Even asking this simple question to the leading autoregressive modes, ChatGPT, Gemini, and Claude, had the basic history correct. Sadly, beyond that point, that is where they break apart, sometimes horribly.

ChatGPT

The Code Red worm was a computer worm observed on the internet for the first time in July 2001. It targeted computers running Microsoft's IIS web server. The worm exploited a buffer overflow vulnerability in the indexing software used by IIS, allowing it to run arbitrary code on affected servers. Once infected, the worm would replicate itself and scan for other vulnerable systems, contributing to its rapid spread. Notably, it also defaced web pages on infected servers, displaying the message "Hacked by Chinese!" on the homepage.

SigmaCodeRedGPT

What is interesting is that this LM provided the closest production-ready answer but sadly was still off the mark. When asked to suggest improvements to the rule and implement the improvements; this is what we end up with

SigmaCodeRedGPT

So let’s assume we create amazing prompts to efficiently obtain a high value, low effort rule, we end up with something that isn’t bad for a first effort. But this rule has high runtime costs and is extremely greedy, not to mention doesn’t address the second detection mechanism - abnormal http/https traffic behaviors such as volume and packets per second. This section is where the middleware information security snakeoil startups have their magic sauce, IP, and effort - low effort & cost to obtain simple Sigma rules for detecting an Internet-enabled worm well studied and understood for 22+ years. So we can give them the benefit of doubt by assuming these outputs come with contractual assurance and liability guarantees.

Claude

SigmaClaude

Code Red doesn’t have anything to do with Remote Desktop services nor Terminal Services. Much less doesn’t always originate from the 198 and 207 IP space. Unacceptable failure.

Gemini

Gemini

Closer to the mark but the log source assumes a SecurityEvent is already created which mentions the afflicted files. Which is a bit Catch 22. Yet the false positives when the Indexing Service mentions the afflicted files is exactly one of the telemetry signals one could use to investigate further, not normalize away. The interesting observation is that they say to tune this to your environment and technology stack. Which is a kind of “Get Out of Jail Free” card when the ouput is error laden and ineffective at best, assurance destroying at worst.
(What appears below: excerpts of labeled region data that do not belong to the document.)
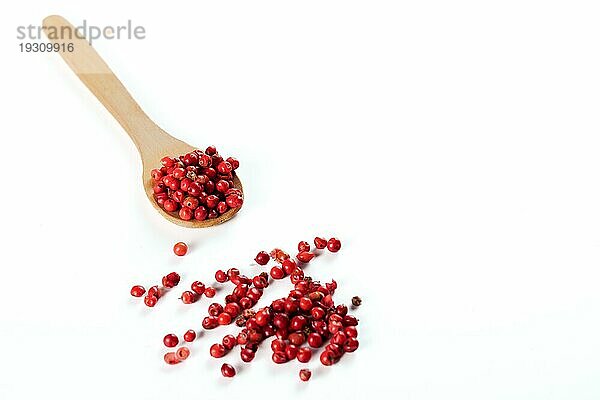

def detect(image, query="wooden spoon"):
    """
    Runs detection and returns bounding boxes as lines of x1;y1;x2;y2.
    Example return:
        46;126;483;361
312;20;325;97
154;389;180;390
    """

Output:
43;15;242;228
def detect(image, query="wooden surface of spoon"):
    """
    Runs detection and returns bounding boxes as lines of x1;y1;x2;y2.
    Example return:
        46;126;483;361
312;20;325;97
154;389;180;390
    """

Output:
43;15;242;228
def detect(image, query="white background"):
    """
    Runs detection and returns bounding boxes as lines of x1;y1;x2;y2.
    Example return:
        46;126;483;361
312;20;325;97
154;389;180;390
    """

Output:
0;0;600;400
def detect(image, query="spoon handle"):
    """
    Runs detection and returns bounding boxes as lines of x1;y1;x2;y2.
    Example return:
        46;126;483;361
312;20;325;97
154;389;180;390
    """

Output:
43;15;168;153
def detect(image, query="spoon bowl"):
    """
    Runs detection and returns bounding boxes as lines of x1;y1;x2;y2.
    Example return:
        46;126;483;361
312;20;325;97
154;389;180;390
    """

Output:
43;15;243;228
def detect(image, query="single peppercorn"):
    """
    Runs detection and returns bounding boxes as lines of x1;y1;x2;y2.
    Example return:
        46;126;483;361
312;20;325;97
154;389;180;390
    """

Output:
130;285;146;297
163;333;179;347
254;251;270;265
183;329;196;342
221;364;235;378
173;242;188;257
299;368;312;382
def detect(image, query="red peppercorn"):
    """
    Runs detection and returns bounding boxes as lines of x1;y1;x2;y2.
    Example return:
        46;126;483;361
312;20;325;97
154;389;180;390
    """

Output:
221;335;237;350
271;351;288;364
181;290;198;304
273;313;290;329
319;350;335;366
223;303;242;317
173;242;187;256
271;339;286;352
130;285;146;297
284;344;298;360
163;333;179;347
215;269;229;283
218;312;232;325
290;315;308;331
252;275;269;289
254;251;269;265
344;326;358;338
183;196;200;210
296;347;312;363
307;332;323;348
344;337;358;353
202;316;219;329
179;207;194;221
299;368;312;382
144;296;158;307
288;332;305;346
296;251;315;263
175;347;190;361
217;161;233;174
227;157;240;170
327;238;342;253
164;351;181;365
221;364;235;378
315;237;327;249
240;348;256;362
208;303;223;317
298;241;310;253
240;297;254;310
147;285;162;300
210;343;226;358
270;267;285;279
192;281;205;296
183;329;196;342
194;206;208;221
204;146;217;156
163;199;179;212
331;331;346;346
281;258;298;275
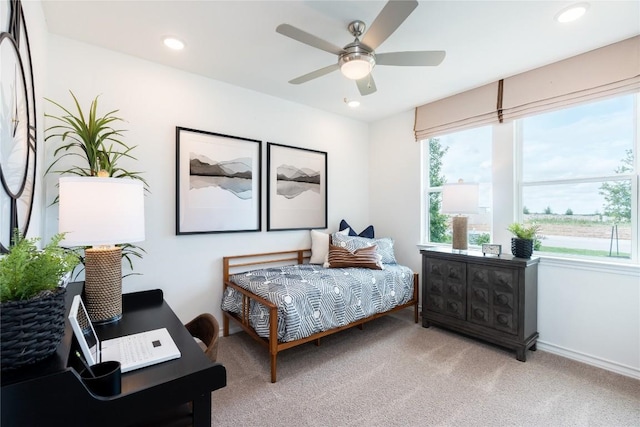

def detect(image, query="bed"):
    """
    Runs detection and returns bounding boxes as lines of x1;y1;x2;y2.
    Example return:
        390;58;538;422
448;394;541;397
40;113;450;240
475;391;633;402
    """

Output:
221;234;418;382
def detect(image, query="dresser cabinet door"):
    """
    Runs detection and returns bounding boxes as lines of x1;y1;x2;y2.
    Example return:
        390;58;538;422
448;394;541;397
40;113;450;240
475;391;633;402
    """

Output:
426;259;467;319
467;264;518;334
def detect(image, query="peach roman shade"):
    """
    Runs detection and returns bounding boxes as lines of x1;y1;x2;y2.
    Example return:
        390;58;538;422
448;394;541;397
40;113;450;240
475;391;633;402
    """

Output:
414;36;640;141
414;82;499;141
502;36;640;120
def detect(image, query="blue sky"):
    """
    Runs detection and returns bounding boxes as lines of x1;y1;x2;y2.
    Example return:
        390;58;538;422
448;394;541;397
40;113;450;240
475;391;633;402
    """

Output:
440;95;635;214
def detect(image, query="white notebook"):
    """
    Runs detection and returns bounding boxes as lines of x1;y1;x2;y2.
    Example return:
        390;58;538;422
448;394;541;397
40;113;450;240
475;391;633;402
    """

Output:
69;295;181;373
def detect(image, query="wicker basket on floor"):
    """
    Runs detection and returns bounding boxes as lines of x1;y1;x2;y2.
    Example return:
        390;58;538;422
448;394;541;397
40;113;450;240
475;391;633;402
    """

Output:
0;288;66;371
Failure Mode at Scale for Security Enrichment and Context as a Service

As we continue down this akin to creating a few GBs of playbooks and runbooks augmented by different machine learning models, against a set of quality metrics ( ATT&CK Coverage ++, Other metrics miserably -- .) Easier said this way: imagine you have a big, beautiful book of magic spells (our runbook), and each spell (standard operating procedure playbook) can do amazing things, like making a toy clean itself or a cookie appear out of thin air. But, these spells don't always work perfectly every time you try them. Sometimes, instead of a cookie, you might accidentally make a frog appear!

Let's say each spell works almost all the time, like 99 out of 100 tries (that's our 99.999% assured correctness). But because you have so many spells in your book (N spells), every time you want to do something really big, like have a magic show, you need to get several spells right, one after the other.

Now, if you try two spells, and each spell works 99 times out of 100, you might think, "Great! My magic show will go perfectly 198 times out of 100!" But that's not how it works. Because sometimes, both spells might not work at the same time. It's like trying to get two cookies from the magic cookie jar at the same time, but sometimes, you might get one cookie and one frog, or two frogs, which means no cookies at all!

In our magic show, if one spell goes wrong, the whole show might not be as fun as we planned. So, if we need to use many spells one after the other, there are more chances for something funny to happen, like turning your hat into a rabbit instead of pulling a rabbit out of your hat.